Mohammad Jafar Montazeri said: “Why should we be witnessing so much crime and sin in our society? The numbers are terrifying and this should be a warning to our officials. My messages are to those who can cleanse [social media], even if its 50 per cent lesser. In the past ten months alone, cyberspace crimes and computer-based crimes have increased by 140 per cent.”

These remarks could easily be the precursor to a new wave of crackdowns and censorship against the Iranian people, as happened at the start of 2018 during the nationwide anti-regime protests.

Montazeri proceeded to go on a rampage against the messaging apps provided through social media platforms, calling them “disgraceful” and saying that authorities should be going to the Anti-Computer Crime Department to ask who is responsible for all this.

However, he was not the only mullah to take issue with social media recently.

Javad Javeed-Nia, the Deputy Prosecutor General in Cyberspace Affairs, claimed that 90% of Iran’s cyberspace is controlled by foreigners who wish to change the attitudes of the Iranian people. Given that he specifically referenced the Iranian opposition group the People’s Mojahedin Organization of Iran (PMOI/MEK) in this claim, he presumably meant with the ultimate goal of regime change.

Javeed-Nia said: “Those who care about our state must launch a media campaign against the enemy, identify the enemy’s strengths and weaknesses, and place forward an adequate analysis.”

It is clear from all of this that the Regime sees public access to a free and fair internet as a growing threat to the continued rule of the mullahs, especially if the Iranian people should happen to read posts by the PMOI/MEK.

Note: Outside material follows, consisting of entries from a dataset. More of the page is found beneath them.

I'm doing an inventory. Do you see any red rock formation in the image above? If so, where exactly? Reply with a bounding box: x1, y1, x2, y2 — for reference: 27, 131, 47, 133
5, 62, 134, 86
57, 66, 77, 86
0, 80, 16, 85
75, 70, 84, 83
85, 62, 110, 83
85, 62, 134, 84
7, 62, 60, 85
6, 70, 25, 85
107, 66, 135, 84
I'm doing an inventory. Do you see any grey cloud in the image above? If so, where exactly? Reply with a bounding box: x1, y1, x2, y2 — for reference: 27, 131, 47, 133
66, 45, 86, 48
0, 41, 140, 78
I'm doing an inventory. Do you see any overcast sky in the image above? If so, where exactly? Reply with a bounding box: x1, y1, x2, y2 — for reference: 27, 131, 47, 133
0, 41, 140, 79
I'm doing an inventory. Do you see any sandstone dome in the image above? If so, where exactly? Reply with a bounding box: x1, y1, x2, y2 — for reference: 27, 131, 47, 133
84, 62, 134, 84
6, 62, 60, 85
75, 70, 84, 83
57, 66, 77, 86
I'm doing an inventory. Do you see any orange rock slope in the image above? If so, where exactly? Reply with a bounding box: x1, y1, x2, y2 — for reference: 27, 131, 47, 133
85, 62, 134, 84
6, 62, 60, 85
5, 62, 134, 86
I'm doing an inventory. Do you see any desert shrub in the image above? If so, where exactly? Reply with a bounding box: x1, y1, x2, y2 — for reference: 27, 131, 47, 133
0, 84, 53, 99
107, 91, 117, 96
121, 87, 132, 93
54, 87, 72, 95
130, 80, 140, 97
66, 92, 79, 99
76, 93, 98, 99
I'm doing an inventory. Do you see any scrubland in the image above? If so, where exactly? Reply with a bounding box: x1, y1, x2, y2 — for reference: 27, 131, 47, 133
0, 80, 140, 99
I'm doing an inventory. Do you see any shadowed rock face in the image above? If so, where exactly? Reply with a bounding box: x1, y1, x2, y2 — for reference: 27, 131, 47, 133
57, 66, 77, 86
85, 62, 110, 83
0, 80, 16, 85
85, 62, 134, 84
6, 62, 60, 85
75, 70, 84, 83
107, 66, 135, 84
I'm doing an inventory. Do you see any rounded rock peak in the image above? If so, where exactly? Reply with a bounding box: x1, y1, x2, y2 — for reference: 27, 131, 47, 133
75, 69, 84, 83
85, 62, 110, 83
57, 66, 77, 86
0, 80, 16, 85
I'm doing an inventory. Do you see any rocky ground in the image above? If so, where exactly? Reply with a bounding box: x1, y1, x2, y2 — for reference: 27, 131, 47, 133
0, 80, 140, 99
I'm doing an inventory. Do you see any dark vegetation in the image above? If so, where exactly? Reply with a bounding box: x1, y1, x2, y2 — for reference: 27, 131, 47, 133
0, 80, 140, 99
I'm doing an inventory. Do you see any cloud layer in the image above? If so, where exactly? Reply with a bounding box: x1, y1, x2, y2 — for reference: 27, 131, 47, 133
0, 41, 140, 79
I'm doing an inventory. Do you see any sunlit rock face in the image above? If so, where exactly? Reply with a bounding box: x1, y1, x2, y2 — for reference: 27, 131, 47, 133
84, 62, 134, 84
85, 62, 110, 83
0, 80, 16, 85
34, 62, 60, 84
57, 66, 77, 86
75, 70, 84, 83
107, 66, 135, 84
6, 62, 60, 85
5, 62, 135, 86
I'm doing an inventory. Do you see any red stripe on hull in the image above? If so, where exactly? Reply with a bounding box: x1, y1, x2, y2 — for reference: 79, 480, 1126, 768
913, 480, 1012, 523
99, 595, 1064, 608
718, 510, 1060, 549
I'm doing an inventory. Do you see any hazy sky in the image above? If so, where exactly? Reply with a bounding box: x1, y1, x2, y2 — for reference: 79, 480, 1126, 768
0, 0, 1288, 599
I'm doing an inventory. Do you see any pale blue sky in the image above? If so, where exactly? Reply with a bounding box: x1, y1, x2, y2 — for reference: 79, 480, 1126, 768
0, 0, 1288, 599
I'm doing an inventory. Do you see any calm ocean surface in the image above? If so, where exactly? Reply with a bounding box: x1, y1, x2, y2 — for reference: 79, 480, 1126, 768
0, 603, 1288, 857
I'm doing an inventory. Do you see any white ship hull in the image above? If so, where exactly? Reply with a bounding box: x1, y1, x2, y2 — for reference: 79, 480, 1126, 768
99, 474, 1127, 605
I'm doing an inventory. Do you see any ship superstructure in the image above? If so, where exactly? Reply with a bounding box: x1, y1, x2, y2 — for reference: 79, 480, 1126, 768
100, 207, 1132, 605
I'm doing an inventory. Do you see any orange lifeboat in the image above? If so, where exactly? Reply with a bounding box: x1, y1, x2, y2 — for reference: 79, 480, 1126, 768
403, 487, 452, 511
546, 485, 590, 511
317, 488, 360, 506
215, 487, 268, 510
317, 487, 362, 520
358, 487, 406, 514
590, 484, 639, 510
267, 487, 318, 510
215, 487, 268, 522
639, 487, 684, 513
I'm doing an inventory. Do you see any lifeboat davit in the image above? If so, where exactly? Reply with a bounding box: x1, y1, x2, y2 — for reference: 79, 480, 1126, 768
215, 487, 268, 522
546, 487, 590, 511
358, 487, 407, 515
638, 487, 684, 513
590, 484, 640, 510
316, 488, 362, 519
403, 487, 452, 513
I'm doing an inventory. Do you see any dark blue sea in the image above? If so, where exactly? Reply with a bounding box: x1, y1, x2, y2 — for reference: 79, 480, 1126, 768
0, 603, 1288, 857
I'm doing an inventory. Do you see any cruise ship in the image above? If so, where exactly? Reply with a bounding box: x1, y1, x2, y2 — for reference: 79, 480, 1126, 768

However, this does beg the question, why would Iranians be swayed into protests and risk their lives for regime change if living under the mullahs was so good in the first place? The answer being that the Iranian Regime is a dire dictatorship to live under and the PMOI/MEK represent the best chance for the Iranian people to live free in a democracy.

The Iranian people are not being influenced by what foreigners post about their country, but rather by what they experience in their daily lives. Shockingly, a regime that seeks to censor the internet and execute protesters does not endear itself to its people.